Sunday, 7 February 2010

A getaway to get back

I willingly left Seoul this weekend. This has never happened before, in the five months that I've been here. Sure, I've ventured outside the city for workshops and orientations, but those things were scheduled for me, and I couldn't opt out.

The Taebaek train station.

I'm not certain why it took me this long to board the KTX and head to Taebaek to visit T and her friends. But, in any case, I finally made it through the mountains this weekend. There were a few reasons I chose this time in particular. First of all, it's because T will be leaving the ROK and headed back to Toronto in a month, and this might've been the last chance I had to see her before I took off on my vacation (more on that soon).

Secondly, I was getting restless in Seoul. Can you believe that? It might have been a blend of cabin-fever and the fact that I had way too many thoughts floating through my mind, on way too many topics. Writers always do better with a change of scenery, don't they?

And finally, I wanted to go somewhere on my own. Mind you, I had friends waiting for me at the destination, but the idea of journeying by myself was exciting.

It was pretty cheap, so I went ahead and purchased a seat in the first-class compartment on the KTX. On my way out of Seoul, I was accompanied by numerous ajoshis (backpacks and hiking gear in tow), who were absolutely sober when we pulled out of the station. I guess their plans for the weekend included hiking up Taebaeksan... but if the soju coma they fell into held any indication of their state, I'm not certain they even made it out of the train. For three out of the four-hour journey I was lulled into a trance by the symphony of snores coming from men passed out around me. A definite first, I'll admit.

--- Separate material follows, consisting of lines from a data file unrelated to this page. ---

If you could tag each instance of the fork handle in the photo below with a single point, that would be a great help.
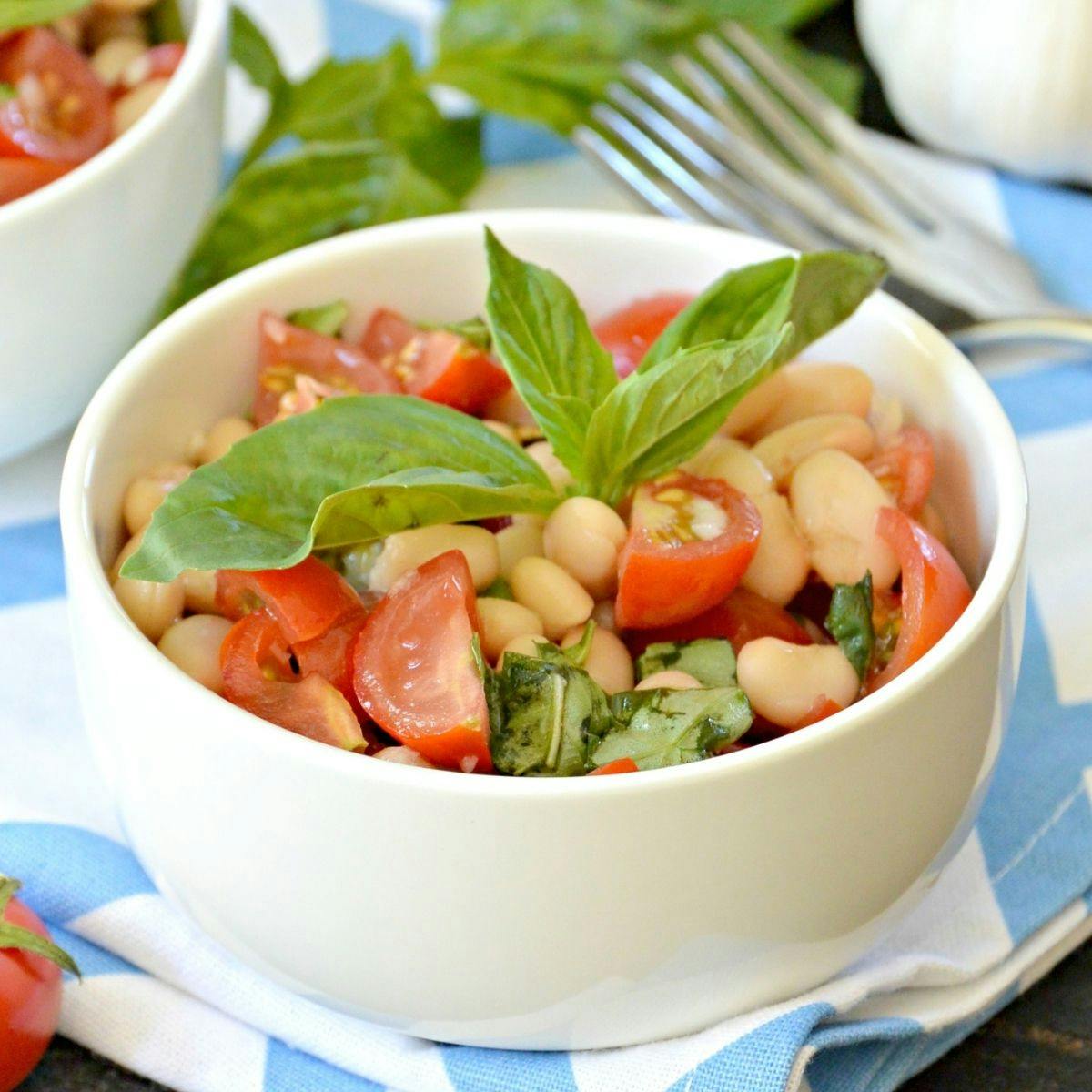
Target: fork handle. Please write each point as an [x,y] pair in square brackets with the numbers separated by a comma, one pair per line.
[1074,330]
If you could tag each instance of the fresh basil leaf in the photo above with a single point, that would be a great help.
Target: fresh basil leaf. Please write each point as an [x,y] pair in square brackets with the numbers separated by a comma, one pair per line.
[19,14]
[659,419]
[550,713]
[669,727]
[850,622]
[353,470]
[306,196]
[710,660]
[543,339]
[814,293]
[327,319]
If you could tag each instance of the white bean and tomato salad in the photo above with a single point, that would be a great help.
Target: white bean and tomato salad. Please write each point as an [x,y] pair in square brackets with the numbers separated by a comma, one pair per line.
[70,86]
[529,546]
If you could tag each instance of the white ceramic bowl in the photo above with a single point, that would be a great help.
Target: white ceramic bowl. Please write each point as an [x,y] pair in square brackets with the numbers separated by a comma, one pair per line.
[86,260]
[540,913]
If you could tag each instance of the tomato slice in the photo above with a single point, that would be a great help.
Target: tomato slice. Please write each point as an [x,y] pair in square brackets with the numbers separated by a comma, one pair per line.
[287,352]
[689,544]
[414,669]
[306,600]
[628,333]
[258,677]
[935,592]
[436,365]
[61,109]
[742,617]
[905,467]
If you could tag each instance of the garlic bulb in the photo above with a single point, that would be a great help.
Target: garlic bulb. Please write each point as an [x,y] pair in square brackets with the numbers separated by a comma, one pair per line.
[1007,81]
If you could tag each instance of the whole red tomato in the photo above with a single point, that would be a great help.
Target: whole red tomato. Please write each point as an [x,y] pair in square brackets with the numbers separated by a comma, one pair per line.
[30,987]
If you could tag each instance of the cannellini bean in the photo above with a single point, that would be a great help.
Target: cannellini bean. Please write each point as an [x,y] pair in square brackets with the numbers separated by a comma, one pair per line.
[835,501]
[784,450]
[146,492]
[218,441]
[754,407]
[408,550]
[522,539]
[131,107]
[786,682]
[584,536]
[153,607]
[200,587]
[556,470]
[551,593]
[669,681]
[609,660]
[503,621]
[194,645]
[782,562]
[809,389]
[733,462]
[113,57]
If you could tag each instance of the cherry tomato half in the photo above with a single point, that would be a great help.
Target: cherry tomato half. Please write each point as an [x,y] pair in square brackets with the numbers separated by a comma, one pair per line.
[935,592]
[61,109]
[414,667]
[287,350]
[628,333]
[691,541]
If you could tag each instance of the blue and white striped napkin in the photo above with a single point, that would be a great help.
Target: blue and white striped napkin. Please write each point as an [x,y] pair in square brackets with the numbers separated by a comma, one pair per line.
[163,1000]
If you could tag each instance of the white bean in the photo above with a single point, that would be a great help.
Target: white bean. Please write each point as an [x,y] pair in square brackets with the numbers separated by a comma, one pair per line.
[146,492]
[835,501]
[782,562]
[408,550]
[503,621]
[809,389]
[194,645]
[609,660]
[733,462]
[218,441]
[784,450]
[551,593]
[669,681]
[584,536]
[785,682]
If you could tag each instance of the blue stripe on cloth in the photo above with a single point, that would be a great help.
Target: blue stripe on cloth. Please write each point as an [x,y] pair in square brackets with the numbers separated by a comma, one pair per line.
[68,872]
[1036,824]
[289,1070]
[31,565]
[476,1069]
[759,1062]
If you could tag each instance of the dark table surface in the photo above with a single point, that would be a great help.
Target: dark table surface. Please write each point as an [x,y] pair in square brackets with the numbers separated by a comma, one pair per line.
[1041,1043]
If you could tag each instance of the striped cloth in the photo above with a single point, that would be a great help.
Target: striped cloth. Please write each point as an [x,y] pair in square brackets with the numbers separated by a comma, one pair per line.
[164,1002]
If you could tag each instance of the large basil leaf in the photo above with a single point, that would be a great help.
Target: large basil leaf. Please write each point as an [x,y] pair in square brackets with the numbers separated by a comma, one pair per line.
[549,349]
[354,469]
[670,727]
[659,419]
[814,293]
[309,195]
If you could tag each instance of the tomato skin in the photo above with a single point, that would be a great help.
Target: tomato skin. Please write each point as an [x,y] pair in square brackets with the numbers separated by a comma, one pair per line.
[626,334]
[30,1002]
[935,592]
[743,616]
[436,365]
[905,467]
[665,583]
[287,350]
[414,671]
[83,129]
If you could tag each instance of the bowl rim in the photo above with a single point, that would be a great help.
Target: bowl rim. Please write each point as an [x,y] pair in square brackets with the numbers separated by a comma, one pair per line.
[207,35]
[153,350]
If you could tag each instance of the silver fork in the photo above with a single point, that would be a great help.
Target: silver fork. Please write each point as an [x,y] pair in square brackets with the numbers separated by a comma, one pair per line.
[740,139]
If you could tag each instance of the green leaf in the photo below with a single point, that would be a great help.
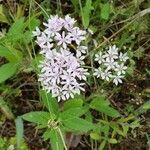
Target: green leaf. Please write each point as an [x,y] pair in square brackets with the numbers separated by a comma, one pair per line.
[95,136]
[86,12]
[105,10]
[19,131]
[78,124]
[3,17]
[55,140]
[71,113]
[38,117]
[113,141]
[142,109]
[15,33]
[7,71]
[49,102]
[102,145]
[73,103]
[6,109]
[102,105]
[10,54]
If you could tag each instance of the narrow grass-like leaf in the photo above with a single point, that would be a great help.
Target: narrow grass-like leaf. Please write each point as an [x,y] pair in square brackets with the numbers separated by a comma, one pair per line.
[86,12]
[19,131]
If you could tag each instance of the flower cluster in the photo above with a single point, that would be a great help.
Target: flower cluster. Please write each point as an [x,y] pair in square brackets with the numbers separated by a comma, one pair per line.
[62,46]
[111,65]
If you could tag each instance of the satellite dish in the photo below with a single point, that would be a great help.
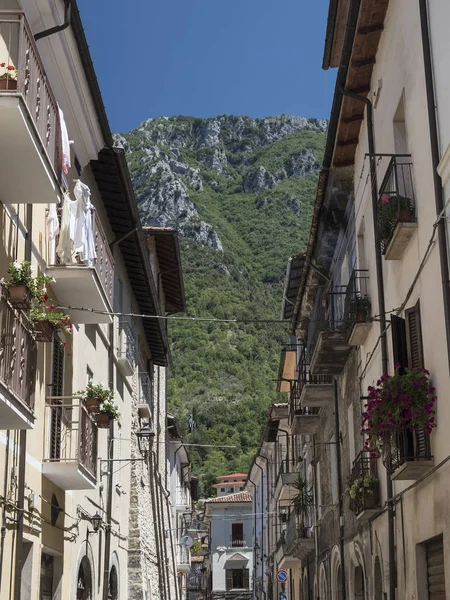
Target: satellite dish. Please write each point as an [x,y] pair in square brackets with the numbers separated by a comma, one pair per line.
[187,541]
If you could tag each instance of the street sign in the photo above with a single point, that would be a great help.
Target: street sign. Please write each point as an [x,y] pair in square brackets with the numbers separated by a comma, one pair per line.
[282,577]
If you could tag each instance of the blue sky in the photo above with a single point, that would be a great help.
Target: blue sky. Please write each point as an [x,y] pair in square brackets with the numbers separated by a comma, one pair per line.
[208,57]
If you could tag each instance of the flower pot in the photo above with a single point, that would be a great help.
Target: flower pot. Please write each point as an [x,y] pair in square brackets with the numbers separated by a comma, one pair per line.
[92,404]
[103,420]
[20,296]
[43,331]
[7,84]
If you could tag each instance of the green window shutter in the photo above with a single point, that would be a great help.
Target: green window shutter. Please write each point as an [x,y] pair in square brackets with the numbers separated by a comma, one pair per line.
[414,337]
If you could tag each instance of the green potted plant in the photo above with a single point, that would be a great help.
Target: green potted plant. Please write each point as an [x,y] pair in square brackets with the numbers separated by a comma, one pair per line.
[8,78]
[303,501]
[46,321]
[94,395]
[108,412]
[363,491]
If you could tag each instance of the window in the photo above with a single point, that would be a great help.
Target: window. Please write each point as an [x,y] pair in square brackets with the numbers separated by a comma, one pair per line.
[237,534]
[237,579]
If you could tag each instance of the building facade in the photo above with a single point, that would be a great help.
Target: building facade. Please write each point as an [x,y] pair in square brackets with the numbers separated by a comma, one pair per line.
[368,372]
[76,481]
[230,546]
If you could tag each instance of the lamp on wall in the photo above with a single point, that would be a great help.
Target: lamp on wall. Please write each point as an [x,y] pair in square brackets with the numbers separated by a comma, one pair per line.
[145,438]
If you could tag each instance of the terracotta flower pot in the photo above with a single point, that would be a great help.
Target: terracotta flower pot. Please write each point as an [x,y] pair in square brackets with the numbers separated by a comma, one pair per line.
[20,296]
[43,331]
[103,420]
[92,404]
[7,84]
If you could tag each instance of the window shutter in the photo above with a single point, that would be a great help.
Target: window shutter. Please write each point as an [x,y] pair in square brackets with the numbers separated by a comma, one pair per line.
[399,345]
[229,579]
[246,579]
[414,337]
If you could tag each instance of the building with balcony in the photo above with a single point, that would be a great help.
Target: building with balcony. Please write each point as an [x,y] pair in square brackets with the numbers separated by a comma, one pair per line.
[231,550]
[80,484]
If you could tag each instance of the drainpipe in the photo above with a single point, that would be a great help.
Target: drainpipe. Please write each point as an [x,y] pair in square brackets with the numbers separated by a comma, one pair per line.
[5,493]
[22,446]
[340,490]
[107,552]
[382,319]
[57,28]
[438,196]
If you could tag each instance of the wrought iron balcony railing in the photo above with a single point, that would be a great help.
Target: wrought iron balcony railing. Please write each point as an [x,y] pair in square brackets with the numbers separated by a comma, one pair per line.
[363,484]
[18,49]
[18,352]
[397,202]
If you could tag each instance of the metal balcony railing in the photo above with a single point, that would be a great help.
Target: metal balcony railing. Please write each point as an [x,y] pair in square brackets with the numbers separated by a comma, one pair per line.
[18,49]
[71,434]
[364,470]
[145,389]
[18,351]
[397,202]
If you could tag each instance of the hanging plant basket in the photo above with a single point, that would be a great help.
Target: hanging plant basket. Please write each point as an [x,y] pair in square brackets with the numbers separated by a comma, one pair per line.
[20,296]
[43,331]
[92,405]
[103,420]
[8,84]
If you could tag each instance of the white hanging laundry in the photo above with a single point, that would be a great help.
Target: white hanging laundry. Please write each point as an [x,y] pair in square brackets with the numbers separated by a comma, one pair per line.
[65,142]
[52,222]
[84,236]
[65,243]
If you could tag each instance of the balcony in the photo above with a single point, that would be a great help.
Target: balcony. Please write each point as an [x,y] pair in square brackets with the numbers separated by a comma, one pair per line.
[364,487]
[183,559]
[18,354]
[311,390]
[407,455]
[30,152]
[70,459]
[329,343]
[299,538]
[85,284]
[396,207]
[305,420]
[357,308]
[145,403]
[284,559]
[284,486]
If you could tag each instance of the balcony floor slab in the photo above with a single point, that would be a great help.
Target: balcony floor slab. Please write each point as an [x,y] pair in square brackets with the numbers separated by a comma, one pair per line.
[79,286]
[26,173]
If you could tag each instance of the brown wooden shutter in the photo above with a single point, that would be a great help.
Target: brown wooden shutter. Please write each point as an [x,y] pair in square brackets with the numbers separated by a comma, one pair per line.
[229,573]
[436,570]
[414,337]
[246,579]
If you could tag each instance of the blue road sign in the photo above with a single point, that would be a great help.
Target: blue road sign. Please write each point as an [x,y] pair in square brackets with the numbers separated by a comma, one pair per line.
[282,576]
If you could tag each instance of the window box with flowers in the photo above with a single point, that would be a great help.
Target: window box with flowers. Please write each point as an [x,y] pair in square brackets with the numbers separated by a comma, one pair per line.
[8,77]
[108,412]
[46,321]
[94,394]
[398,420]
[23,288]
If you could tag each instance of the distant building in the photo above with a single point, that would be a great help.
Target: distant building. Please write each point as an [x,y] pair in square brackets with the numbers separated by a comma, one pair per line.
[231,552]
[230,484]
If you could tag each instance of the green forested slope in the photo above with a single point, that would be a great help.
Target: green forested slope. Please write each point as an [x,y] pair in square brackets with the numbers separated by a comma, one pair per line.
[240,192]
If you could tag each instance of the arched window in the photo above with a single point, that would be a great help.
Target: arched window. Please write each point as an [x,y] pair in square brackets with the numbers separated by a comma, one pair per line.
[378,580]
[84,580]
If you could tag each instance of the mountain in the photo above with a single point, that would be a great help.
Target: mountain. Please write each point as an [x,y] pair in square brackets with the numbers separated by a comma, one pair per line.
[240,192]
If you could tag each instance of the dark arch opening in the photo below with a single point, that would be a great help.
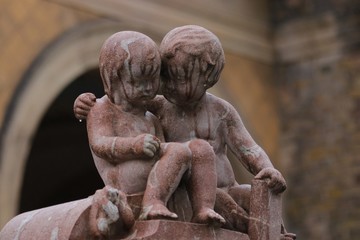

Generally, it was refreshing to be away from Seoul. Literally, I didn't realize I hadn't inhaled fresh air in such a long time. I didn't even know it, because I have become so used to the thick and smoggy Seoul air. I lucked out with sunshine over the weekend as well, and it wasn't as cold out in Taebaek as I feared it would be. Walking around the streets was comfortable... and I didn't have angry drivers trying to run me down. Then again, they didn't have stoplights either, so crossing the street at random was not only OK, it was encouraged.

It was nice to see the place that T has been talking about for almost two years now. Everything from her apartment to her favourite haunts was finally all in front of me.

Hwangji pond in a little park in Taebaek.

And yes, Seoul does have mole hills compared to Taebaek's mountains. While I was out there, I actually felt a little sad that I wasn't placed in a smaller town for work, rather than in Seoul. I always say that Seoul is exactly like Toronto... except with a massive language barrier and triple the amount of flashing neon lights.

I imagined myself there for a long time, getting used to the little quirks that make up the beauty of small towns. Little moments over the weekend made me long to get away from the big city and simply take in the entire experience from this perspective. I was even thoughtful when I woke up this morning and prepared to take the train back to Seoul.

As I headed back to familiar territory, still feeling pensive about what I'd just experienced, I found myself getting anxious (a not-so-fun feeling). But then something happened. As the train turned the final bend in its journey to the city, my face brightened, sending an instant smile to my lips for the first time in hours.

I watched the mountains disappear, being replaced with tall high-rises and the majestic Hangang river. I saw cars and trucks race each other on the freeway, in an urgency I'd put on pause during the weekend. There were cosmopolitan crowds of people hovering over booths in makeshift marketplaces that lined the train-tracks in various pockets throughout the city.

Seoul - calm chaos, February 2010

And I realized how much this all made sense to me. Seoul, in all its calm, chaotic confusion, is currently my home. And although I didn't ask to be here, I am here. I've lived in cities my entire life and it's where I feel most like myself. I treasure trips, vacations and getaways every now and then to help refresh, but at the end of the day, I'm part of the chaos and the chaos is part of me. We work well together. And that's what keeps me smiling today.